Configuring AWS Glue interactive sessions for Jupyter and AWS Glue Studio notebooks - AWS Glue

Configuring AWS Glue interactive sessions for Jupyter and AWS Glue Studio notebooks

Introduction to Jupyter Magics

Jupyter Magics are commands that can be run at the beginning of a cell or as a whole cell body. Magics start with % for line-magics and %% for cell-magics. Line-magics such as %region and %connections can be run with multiple magics in a cell, or with code included in the cell body like the following example.

%region us-east-2 %connections my_rds_connection dy_f = glue_context.create_dynamic_frame.from_catalog(database='rds_tables', table_name='sales_table')

Cell magics must use the entire cell and can have the command span multiple lines. An example of %%sql is below.

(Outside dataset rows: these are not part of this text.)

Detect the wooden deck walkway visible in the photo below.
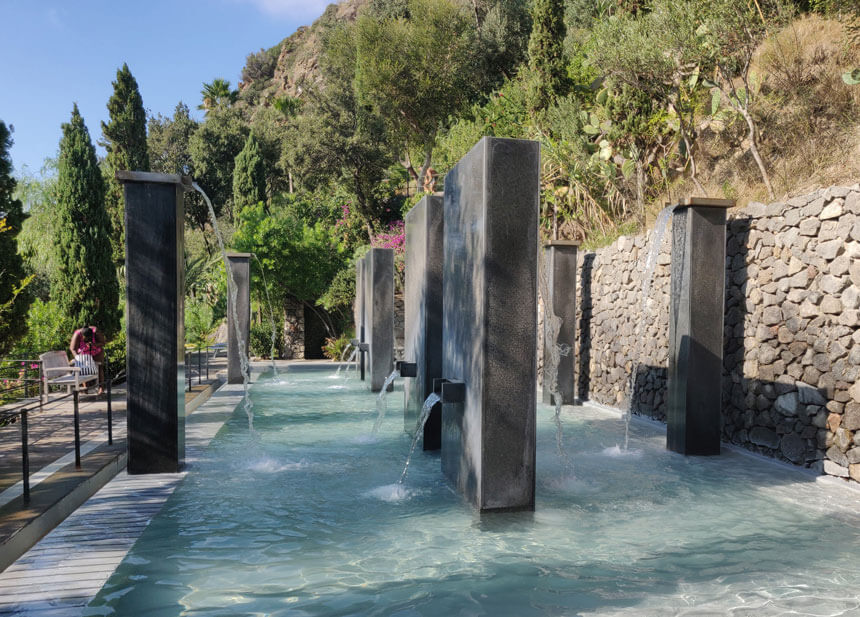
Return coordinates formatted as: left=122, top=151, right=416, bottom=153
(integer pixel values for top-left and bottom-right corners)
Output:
left=0, top=378, right=247, bottom=617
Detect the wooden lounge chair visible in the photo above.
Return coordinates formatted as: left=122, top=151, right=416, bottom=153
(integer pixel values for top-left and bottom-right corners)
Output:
left=39, top=351, right=99, bottom=403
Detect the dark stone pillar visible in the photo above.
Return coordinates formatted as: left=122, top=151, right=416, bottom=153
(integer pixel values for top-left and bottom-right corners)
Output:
left=666, top=198, right=734, bottom=455
left=442, top=137, right=540, bottom=511
left=116, top=171, right=185, bottom=474
left=227, top=253, right=251, bottom=383
left=353, top=255, right=367, bottom=381
left=543, top=240, right=579, bottom=405
left=403, top=195, right=444, bottom=450
left=364, top=248, right=394, bottom=392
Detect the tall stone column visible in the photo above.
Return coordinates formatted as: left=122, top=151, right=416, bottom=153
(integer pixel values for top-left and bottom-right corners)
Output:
left=666, top=198, right=734, bottom=455
left=227, top=253, right=251, bottom=383
left=116, top=171, right=185, bottom=474
left=441, top=137, right=540, bottom=511
left=364, top=248, right=394, bottom=392
left=543, top=240, right=579, bottom=405
left=403, top=195, right=444, bottom=450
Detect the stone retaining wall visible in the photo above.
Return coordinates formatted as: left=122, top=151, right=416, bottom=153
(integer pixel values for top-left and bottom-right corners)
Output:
left=576, top=185, right=860, bottom=481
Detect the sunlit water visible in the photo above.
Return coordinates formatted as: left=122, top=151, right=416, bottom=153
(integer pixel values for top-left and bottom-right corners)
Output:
left=88, top=369, right=860, bottom=617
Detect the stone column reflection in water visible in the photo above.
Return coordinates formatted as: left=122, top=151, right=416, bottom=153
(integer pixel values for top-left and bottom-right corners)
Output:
left=403, top=195, right=443, bottom=450
left=227, top=253, right=251, bottom=383
left=666, top=198, right=734, bottom=455
left=543, top=240, right=579, bottom=405
left=116, top=171, right=185, bottom=474
left=362, top=248, right=394, bottom=392
left=441, top=137, right=540, bottom=511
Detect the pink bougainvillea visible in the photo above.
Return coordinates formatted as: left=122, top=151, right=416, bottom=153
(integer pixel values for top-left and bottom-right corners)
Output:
left=370, top=221, right=406, bottom=273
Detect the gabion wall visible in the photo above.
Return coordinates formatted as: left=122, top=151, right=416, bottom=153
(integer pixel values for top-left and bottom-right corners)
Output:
left=576, top=185, right=860, bottom=481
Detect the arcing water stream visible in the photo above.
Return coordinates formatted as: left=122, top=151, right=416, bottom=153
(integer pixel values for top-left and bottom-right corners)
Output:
left=624, top=206, right=674, bottom=450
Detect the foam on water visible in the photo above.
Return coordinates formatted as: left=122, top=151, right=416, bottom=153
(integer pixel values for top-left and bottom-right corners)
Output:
left=87, top=367, right=860, bottom=617
left=365, top=482, right=409, bottom=502
left=600, top=444, right=642, bottom=458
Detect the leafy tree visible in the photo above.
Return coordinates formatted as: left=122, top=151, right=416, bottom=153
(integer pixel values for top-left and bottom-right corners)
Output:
left=15, top=158, right=57, bottom=300
left=147, top=101, right=197, bottom=175
left=529, top=0, right=568, bottom=111
left=101, top=64, right=149, bottom=268
left=188, top=108, right=249, bottom=224
left=233, top=133, right=266, bottom=212
left=197, top=77, right=239, bottom=113
left=0, top=120, right=30, bottom=354
left=233, top=203, right=347, bottom=336
left=355, top=0, right=483, bottom=187
left=283, top=27, right=395, bottom=236
left=51, top=104, right=120, bottom=337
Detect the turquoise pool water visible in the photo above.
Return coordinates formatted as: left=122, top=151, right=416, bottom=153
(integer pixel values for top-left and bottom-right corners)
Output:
left=87, top=369, right=860, bottom=617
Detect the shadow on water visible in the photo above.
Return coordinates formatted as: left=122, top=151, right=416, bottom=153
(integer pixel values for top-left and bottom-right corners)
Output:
left=77, top=366, right=860, bottom=616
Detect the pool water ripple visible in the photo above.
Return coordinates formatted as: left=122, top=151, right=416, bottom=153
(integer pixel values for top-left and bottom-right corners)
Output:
left=87, top=371, right=860, bottom=617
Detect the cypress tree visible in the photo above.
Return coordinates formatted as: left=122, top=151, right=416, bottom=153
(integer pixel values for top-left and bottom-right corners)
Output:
left=233, top=133, right=266, bottom=215
left=529, top=0, right=569, bottom=111
left=51, top=104, right=120, bottom=337
left=0, top=120, right=30, bottom=354
left=101, top=64, right=149, bottom=267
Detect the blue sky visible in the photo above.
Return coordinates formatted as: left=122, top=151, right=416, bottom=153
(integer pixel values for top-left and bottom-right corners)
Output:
left=0, top=0, right=328, bottom=173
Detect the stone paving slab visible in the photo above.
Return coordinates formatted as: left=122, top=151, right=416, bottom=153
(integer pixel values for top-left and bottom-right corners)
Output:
left=0, top=365, right=252, bottom=617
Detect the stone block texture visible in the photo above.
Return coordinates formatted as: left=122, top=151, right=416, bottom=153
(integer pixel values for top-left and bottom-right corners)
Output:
left=577, top=185, right=860, bottom=479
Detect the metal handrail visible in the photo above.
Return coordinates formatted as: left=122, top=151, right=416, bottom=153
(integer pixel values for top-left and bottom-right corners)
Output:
left=0, top=348, right=126, bottom=505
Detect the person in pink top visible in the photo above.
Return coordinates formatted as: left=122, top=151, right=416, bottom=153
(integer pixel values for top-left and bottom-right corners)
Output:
left=69, top=326, right=105, bottom=394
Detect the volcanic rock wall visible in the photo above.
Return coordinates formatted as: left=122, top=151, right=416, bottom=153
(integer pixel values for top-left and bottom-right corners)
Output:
left=576, top=185, right=860, bottom=481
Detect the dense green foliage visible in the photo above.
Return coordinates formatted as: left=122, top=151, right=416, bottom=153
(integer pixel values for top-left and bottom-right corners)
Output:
left=233, top=133, right=266, bottom=212
left=51, top=105, right=120, bottom=338
left=101, top=64, right=149, bottom=267
left=0, top=120, right=30, bottom=354
left=10, top=0, right=860, bottom=353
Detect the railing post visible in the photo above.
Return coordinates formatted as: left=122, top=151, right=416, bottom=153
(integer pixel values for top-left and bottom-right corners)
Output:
left=105, top=351, right=113, bottom=446
left=73, top=388, right=81, bottom=469
left=21, top=409, right=30, bottom=505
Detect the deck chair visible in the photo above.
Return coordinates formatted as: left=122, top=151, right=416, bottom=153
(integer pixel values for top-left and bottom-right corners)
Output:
left=39, top=351, right=99, bottom=403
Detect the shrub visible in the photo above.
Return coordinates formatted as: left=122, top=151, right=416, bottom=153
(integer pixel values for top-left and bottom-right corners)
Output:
left=249, top=323, right=283, bottom=358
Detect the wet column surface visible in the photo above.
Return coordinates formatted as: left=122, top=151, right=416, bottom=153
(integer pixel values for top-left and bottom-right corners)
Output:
left=116, top=171, right=185, bottom=474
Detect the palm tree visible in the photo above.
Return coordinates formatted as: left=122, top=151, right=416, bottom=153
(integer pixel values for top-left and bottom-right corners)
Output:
left=197, top=77, right=239, bottom=111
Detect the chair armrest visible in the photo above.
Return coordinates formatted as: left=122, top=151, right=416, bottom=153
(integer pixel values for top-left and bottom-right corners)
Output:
left=42, top=365, right=81, bottom=377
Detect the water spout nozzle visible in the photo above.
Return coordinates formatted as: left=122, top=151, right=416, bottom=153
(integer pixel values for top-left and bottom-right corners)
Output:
left=433, top=377, right=466, bottom=403
left=394, top=360, right=418, bottom=377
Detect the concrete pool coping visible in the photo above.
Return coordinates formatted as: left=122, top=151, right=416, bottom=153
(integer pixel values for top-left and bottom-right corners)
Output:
left=0, top=363, right=258, bottom=617
left=0, top=362, right=856, bottom=617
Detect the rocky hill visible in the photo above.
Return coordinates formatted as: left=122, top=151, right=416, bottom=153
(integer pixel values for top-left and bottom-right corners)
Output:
left=239, top=0, right=368, bottom=105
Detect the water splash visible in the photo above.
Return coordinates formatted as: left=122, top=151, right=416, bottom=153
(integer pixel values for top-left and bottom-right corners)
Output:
left=624, top=206, right=675, bottom=451
left=397, top=392, right=442, bottom=485
left=191, top=182, right=254, bottom=428
left=251, top=253, right=281, bottom=382
left=334, top=343, right=358, bottom=377
left=539, top=250, right=575, bottom=476
left=370, top=369, right=400, bottom=437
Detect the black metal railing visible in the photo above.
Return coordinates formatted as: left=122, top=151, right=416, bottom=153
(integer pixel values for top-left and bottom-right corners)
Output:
left=0, top=358, right=126, bottom=505
left=185, top=343, right=226, bottom=392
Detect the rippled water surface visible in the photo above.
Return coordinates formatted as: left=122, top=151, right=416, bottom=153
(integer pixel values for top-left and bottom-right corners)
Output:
left=87, top=370, right=860, bottom=617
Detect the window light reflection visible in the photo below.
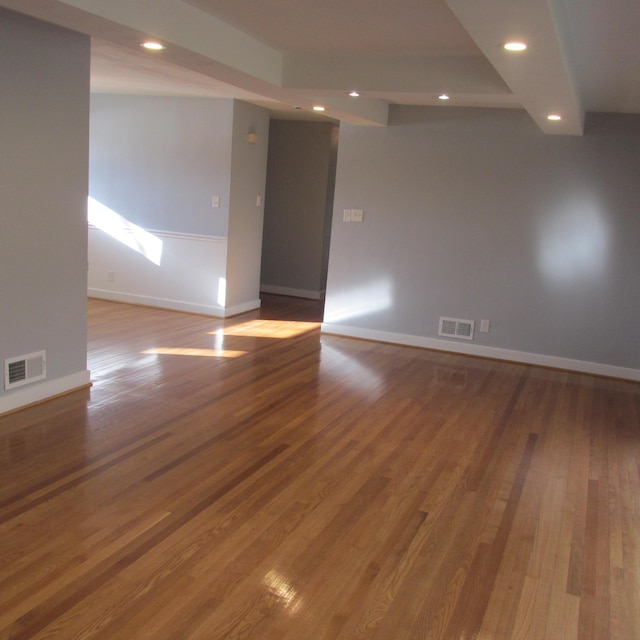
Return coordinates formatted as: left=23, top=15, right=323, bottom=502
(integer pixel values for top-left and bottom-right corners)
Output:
left=263, top=569, right=302, bottom=613
left=142, top=347, right=248, bottom=358
left=211, top=320, right=318, bottom=339
left=87, top=196, right=162, bottom=266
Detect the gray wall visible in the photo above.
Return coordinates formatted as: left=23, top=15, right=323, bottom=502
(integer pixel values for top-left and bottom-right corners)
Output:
left=0, top=9, right=90, bottom=404
left=325, top=107, right=640, bottom=369
left=90, top=94, right=233, bottom=237
left=226, top=100, right=269, bottom=310
left=261, top=120, right=337, bottom=297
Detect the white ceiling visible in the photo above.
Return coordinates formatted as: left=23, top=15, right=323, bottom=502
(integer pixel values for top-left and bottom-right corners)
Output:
left=0, top=0, right=640, bottom=135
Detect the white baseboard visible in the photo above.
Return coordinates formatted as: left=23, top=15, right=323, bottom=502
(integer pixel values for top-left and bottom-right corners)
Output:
left=224, top=299, right=262, bottom=318
left=260, top=284, right=325, bottom=300
left=87, top=288, right=260, bottom=318
left=0, top=369, right=91, bottom=415
left=321, top=323, right=640, bottom=382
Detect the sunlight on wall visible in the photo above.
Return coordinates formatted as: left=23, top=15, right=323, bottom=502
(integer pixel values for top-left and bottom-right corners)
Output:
left=88, top=196, right=162, bottom=266
left=538, top=199, right=609, bottom=284
left=324, top=280, right=393, bottom=323
left=218, top=276, right=227, bottom=308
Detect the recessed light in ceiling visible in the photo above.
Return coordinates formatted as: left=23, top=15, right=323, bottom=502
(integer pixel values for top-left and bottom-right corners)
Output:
left=140, top=40, right=167, bottom=51
left=502, top=40, right=527, bottom=51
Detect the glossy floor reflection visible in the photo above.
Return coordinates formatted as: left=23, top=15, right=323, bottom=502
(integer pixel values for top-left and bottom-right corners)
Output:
left=0, top=296, right=640, bottom=640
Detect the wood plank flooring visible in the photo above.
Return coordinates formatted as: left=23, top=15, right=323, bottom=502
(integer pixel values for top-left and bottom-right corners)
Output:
left=0, top=296, right=640, bottom=640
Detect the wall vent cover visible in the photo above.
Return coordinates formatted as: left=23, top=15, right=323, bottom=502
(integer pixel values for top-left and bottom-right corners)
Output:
left=4, top=351, right=47, bottom=389
left=438, top=318, right=474, bottom=340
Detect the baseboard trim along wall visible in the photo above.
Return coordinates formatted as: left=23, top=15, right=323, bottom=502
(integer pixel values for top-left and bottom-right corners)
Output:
left=87, top=288, right=225, bottom=318
left=260, top=284, right=325, bottom=300
left=321, top=323, right=640, bottom=382
left=0, top=370, right=91, bottom=415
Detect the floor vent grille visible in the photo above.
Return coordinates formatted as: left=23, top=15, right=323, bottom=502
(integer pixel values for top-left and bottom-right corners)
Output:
left=438, top=318, right=474, bottom=340
left=4, top=351, right=47, bottom=389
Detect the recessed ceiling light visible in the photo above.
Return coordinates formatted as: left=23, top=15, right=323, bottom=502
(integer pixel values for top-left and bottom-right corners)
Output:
left=140, top=40, right=167, bottom=51
left=502, top=40, right=527, bottom=51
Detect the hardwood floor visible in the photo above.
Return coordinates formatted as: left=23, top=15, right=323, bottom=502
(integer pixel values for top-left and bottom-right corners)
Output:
left=0, top=296, right=640, bottom=640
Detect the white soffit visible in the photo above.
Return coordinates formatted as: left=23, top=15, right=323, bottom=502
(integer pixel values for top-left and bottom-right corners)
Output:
left=446, top=0, right=585, bottom=135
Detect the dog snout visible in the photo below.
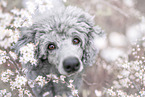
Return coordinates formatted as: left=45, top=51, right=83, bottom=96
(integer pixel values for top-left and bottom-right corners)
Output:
left=63, top=57, right=80, bottom=73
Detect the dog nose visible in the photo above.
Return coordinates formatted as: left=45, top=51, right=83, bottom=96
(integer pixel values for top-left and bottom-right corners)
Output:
left=63, top=57, right=80, bottom=73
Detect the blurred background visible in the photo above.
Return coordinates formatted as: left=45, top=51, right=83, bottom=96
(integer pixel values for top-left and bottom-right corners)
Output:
left=0, top=0, right=145, bottom=97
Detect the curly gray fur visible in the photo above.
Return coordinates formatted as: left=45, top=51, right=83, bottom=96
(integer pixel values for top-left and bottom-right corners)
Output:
left=15, top=3, right=102, bottom=97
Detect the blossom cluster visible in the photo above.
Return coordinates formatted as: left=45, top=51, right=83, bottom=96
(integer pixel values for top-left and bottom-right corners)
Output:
left=105, top=38, right=145, bottom=97
left=0, top=89, right=12, bottom=97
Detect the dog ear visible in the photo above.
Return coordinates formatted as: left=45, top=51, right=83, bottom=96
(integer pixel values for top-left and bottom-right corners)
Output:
left=12, top=28, right=36, bottom=53
left=86, top=26, right=105, bottom=66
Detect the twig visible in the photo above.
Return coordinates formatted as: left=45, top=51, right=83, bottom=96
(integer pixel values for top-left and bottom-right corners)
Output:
left=83, top=75, right=97, bottom=86
left=99, top=0, right=129, bottom=18
left=6, top=50, right=36, bottom=97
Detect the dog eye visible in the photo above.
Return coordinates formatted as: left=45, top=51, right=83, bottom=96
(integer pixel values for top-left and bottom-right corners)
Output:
left=72, top=38, right=80, bottom=44
left=48, top=44, right=56, bottom=50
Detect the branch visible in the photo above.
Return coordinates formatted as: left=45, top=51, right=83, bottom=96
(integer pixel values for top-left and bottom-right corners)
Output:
left=6, top=50, right=36, bottom=97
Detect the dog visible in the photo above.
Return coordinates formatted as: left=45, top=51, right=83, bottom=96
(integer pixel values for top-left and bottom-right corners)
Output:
left=15, top=0, right=103, bottom=97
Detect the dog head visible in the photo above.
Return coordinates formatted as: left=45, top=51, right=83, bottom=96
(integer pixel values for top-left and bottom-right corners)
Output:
left=16, top=6, right=102, bottom=75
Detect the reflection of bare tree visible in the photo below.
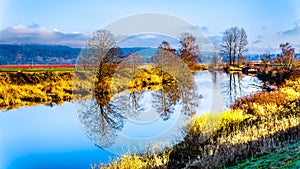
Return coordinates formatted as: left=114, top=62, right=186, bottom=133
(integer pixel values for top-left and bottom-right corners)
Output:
left=152, top=78, right=180, bottom=120
left=225, top=73, right=245, bottom=105
left=112, top=90, right=146, bottom=118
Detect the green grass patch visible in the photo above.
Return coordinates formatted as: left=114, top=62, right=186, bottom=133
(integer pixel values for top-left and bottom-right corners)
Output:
left=228, top=141, right=300, bottom=169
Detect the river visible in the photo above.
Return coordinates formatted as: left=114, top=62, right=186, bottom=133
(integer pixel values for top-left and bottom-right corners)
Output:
left=0, top=72, right=262, bottom=169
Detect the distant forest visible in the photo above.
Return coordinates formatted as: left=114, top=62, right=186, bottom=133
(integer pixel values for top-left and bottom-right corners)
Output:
left=0, top=44, right=150, bottom=65
left=0, top=44, right=300, bottom=65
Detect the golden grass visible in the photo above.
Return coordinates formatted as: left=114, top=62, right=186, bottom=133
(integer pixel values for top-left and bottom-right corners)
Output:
left=99, top=75, right=300, bottom=168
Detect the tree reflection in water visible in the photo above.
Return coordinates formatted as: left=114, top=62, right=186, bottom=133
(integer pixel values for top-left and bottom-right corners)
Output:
left=77, top=37, right=199, bottom=148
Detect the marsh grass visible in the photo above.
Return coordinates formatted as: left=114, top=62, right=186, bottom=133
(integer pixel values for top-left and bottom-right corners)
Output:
left=0, top=71, right=72, bottom=109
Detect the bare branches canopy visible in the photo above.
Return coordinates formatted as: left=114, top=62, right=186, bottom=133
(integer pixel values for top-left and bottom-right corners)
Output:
left=220, top=27, right=248, bottom=65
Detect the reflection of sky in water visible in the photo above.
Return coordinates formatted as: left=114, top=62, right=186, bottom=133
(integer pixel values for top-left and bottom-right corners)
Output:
left=0, top=72, right=260, bottom=169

%%sql select * from rds_tables.sales_table

Magics supported by AWS Glue interactive sessions for Jupyter

The following are magics that you can use with AWS Glue interactive sessions for Jupyter notebooks.

Sessions magics

Name Type Description
%help n/a Return a list of descriptions and input types for all magic commands.
%profile String Specify a profile in your AWS configuration to use as the credentials provider.
%region String Specify the AWS Region; in which to initialize a session. Default from ~/.aws/configure.
%idle_timeout Int The number of minutes of inactivity after which a session will timeout after a cell has been executed. The default idle timeout value for Spark ETL sessions is the default timeout, 2880 minutes (48 hours). For other session types, consult documentation for that session type.
%session_id String Return the session ID for the running session. If a String is provided, this will be set as the session ID for the next running session. When you run a Jupyter Notebook in AWS Glue Studio, this magic returns a read-only value that you can't change.
%session_id_prefix String Define a string that will precede all session IDs in the format [session_id_prefix]-[session_id]. If a session ID is not provided, a random UUID will be generated. This magic is not supported when you run a Jupyter Notebook in AWS Glue Studio.
%status Return the status of the current AWS Glue session including its duration, configuration and executing user / role.
%stop_session Stop the current session.
%list_sessions Lists all currently running sessions by name and ID.
%glue_version String The version of Glue to be used by this session. Currently, the only valid options are 2.0 and 3.0. The default value is 2.0.
%streaming String Changes the session type to AWS Glue Streaming.
%etl String Changes the session type to AWS Glue ETL.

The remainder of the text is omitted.